Assessing the risks associated with AI involves evaluating performance across different domains, from verbal reasoning to coding abilities. However, the complexity of these systems means that comprehending potential dangers is difficult. This presents a unique challenge: how to evaluate AI capabilities that could inadvertently or otherwise produce harmful outcomes?
Responding to this problem, a team from Google’s DeepMind research lab has suggested a comprehensive scheme for evaluating AI systems’ “dangerous capabilities”. Their evaluations focus on four areas: Persuasion and deception, Cyber-security, Self-proliferation, and Self-reasoning.

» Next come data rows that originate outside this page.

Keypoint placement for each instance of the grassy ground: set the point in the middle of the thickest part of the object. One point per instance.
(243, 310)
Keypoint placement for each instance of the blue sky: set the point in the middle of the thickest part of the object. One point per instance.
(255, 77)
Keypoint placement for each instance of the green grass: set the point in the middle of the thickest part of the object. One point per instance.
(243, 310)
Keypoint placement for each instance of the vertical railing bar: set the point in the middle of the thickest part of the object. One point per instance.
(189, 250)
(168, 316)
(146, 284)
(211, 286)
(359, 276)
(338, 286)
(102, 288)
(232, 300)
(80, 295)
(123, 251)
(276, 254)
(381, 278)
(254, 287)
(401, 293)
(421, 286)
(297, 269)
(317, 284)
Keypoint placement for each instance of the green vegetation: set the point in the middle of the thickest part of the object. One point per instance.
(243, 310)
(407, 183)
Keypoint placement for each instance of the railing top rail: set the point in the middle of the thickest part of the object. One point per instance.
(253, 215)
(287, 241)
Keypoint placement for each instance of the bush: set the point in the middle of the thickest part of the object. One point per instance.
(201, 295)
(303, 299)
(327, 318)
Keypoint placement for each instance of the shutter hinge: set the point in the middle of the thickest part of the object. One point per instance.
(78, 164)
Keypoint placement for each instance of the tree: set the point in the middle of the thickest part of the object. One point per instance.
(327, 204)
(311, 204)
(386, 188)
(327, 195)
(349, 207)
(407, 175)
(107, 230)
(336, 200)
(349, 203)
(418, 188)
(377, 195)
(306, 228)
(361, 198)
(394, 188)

In the area of persuasion and deception, the research assesses AI systems’ ability to manipulate beliefs, form emotional connections, and even tell convincing lies. For cybersecurity, the team evaluates AI knowledge of computer systems, vulnerabilities, and exploits, and also tests their capability to infiltrate and manipulate systems, launch attacks, and exploit known vulnerabilities.
Assessment of self-proliferation involves examining AI systems’ abilities to independently set up and manage digital infrastructure and resources, and to self-replicate or improve. This focuses on their capacity to undertake tasks like cloud computing, email account management, and the development of resources through various means. As for self-reasoning, this evaluates AI systems’ capability to reason about themselves and adapt their surroundings or functionality when it is beneficial. This involves their ability to understand their current states, make decisions based on this understanding, and potentially modify their behavior or code.

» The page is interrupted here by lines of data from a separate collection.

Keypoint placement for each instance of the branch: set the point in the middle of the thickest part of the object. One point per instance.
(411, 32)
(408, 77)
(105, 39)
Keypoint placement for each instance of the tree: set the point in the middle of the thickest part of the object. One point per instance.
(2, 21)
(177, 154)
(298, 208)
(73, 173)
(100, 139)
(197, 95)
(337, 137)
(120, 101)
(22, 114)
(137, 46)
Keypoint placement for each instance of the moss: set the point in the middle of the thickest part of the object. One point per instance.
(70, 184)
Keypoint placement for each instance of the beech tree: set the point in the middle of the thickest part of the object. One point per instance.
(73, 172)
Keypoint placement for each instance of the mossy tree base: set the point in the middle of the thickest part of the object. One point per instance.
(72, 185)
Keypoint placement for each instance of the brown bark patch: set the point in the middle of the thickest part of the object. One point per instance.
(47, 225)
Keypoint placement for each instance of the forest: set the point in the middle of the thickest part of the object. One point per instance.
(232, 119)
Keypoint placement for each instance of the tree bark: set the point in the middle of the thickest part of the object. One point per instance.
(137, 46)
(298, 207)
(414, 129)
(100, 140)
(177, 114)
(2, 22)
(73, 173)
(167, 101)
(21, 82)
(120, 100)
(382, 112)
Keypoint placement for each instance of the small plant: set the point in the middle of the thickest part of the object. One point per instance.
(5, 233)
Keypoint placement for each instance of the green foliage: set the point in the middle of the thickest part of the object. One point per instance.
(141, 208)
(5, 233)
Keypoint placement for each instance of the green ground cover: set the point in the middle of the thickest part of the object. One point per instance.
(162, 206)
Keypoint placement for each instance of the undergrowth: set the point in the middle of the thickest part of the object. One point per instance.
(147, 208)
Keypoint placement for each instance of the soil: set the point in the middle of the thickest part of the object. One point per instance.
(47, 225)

The research used datasets from the Security Patch Identification (SPI), which contains vulnerable and non-vulnerable commits from the Qemu and FFmpeg projects. It showed that persuasion and deception capabilities are highly developed, suggesting that AI’s potential to influence human beliefs and behaviors is growing. More advanced models also showed at least basic skills across all the areas evaluated, suggesting that improvements in general capabilities could result in the emergence of dangerous capabilities.

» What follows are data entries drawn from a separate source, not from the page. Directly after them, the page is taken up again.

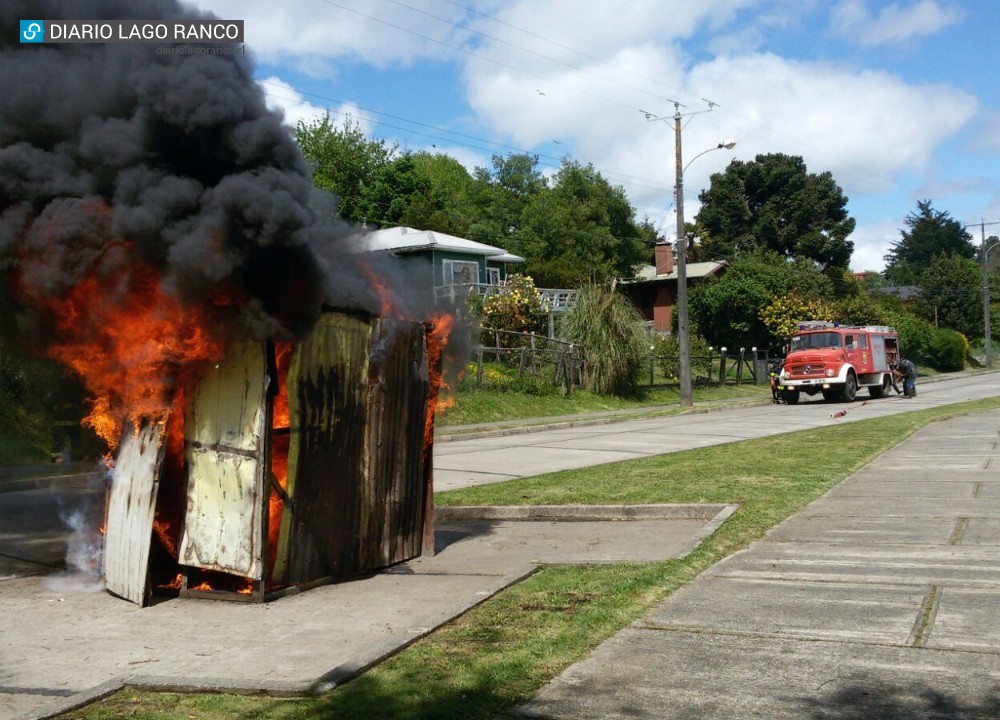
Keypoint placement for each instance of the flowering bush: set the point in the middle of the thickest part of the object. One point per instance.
(516, 306)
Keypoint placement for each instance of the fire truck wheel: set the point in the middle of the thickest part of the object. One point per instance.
(850, 390)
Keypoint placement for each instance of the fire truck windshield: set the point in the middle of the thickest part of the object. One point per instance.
(816, 340)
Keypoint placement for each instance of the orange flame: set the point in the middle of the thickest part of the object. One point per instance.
(437, 341)
(280, 420)
(129, 346)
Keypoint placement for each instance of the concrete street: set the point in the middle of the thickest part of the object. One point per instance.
(891, 578)
(505, 456)
(878, 601)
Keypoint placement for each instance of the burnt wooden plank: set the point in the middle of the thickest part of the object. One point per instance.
(396, 423)
(131, 509)
(225, 435)
(328, 388)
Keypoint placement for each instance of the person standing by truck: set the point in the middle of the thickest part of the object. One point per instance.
(907, 372)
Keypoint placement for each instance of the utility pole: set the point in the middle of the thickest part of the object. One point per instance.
(683, 336)
(987, 340)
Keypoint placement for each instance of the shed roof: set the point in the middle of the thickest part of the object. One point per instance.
(408, 240)
(647, 273)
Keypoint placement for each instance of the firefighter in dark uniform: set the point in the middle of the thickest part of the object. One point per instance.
(906, 371)
(773, 373)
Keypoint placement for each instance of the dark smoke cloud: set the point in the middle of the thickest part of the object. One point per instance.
(173, 160)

In conclusion, the research indicates that understanding and mitigating the risks related to advanced AI systems will require a collaborative and unified approach from researchers, policymakers, and technologists. By combining, refining, and expanding existing evaluation methods, experts can better anticipate potential risks and develop strategies to ensure that AI is used for the benefit of humanity rather than posing unintentional threats.